You see I’ve been friends with Rhonda for a long time. We used to (in our old lives) have play dates at each other’s houses where we took turns bringing coffee and coconut timbits and chatted about mom stuff while our little girls played dress up and cooked pretend meals.
Then Redwood Park Communities happened. Things changed. Big things.
Rhonda was busy doing important stuff, and if I wanted to spend time with her, I had to meet her where she was. For a while, that meant pulling staples and cutting insulation at the “broken house”. Then it meant trips to Ikea to outfit the apartments. Later it became a different kind of mom chat in the living room at United House. Sometimes it was a stretch for me, and I felt out of my element, but I followed my friend. I’m so grateful I did.
My calling found me one morning in that living room. A new friend came in—someone who didn’t even live at the house—and over coffee she spilled out her horrific story of abuse.

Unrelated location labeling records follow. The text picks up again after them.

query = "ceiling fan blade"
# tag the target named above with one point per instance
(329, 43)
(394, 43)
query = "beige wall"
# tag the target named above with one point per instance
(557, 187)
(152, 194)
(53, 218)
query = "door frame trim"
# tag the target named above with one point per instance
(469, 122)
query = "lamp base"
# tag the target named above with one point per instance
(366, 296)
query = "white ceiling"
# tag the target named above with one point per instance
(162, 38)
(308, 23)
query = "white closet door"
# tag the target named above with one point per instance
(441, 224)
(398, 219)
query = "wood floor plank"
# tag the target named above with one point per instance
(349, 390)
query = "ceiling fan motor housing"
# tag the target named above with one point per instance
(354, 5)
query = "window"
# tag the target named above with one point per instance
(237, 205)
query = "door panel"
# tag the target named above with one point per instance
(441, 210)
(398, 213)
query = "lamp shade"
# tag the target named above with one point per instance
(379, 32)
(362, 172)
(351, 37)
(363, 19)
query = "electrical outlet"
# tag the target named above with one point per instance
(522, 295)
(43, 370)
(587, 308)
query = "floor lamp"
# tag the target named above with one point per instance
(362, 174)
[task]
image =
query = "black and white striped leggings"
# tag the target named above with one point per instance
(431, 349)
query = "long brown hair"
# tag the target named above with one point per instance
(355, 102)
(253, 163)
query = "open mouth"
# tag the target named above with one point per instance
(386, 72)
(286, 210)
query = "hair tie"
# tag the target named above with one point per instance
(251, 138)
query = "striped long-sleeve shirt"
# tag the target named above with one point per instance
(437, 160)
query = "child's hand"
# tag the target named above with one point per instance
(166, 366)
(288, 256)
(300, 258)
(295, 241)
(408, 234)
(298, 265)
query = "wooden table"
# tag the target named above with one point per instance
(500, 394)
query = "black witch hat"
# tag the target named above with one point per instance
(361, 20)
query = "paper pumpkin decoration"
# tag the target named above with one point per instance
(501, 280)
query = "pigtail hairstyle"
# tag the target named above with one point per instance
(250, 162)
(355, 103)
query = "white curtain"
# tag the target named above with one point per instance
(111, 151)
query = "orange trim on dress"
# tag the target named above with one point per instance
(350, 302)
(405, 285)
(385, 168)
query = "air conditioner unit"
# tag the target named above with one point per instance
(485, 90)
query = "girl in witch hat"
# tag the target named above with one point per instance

I listened, helpless. The bottom fell out of my heart.
I had always respected what Rhonda did. I had always been sure that I couldn’t do it. That visit made me more sure than ever.
But then Rhonda spoke with me after, and told me she wanted me to be more involved. She told me that watching me listen had shown her that I was able to help. I’ve been listening ever since. Simply listening.
You don’t have to be an expert to help people. You don’t have to be some super-gifted superwoman. You just have to be willing and open and available. Your calling will find you.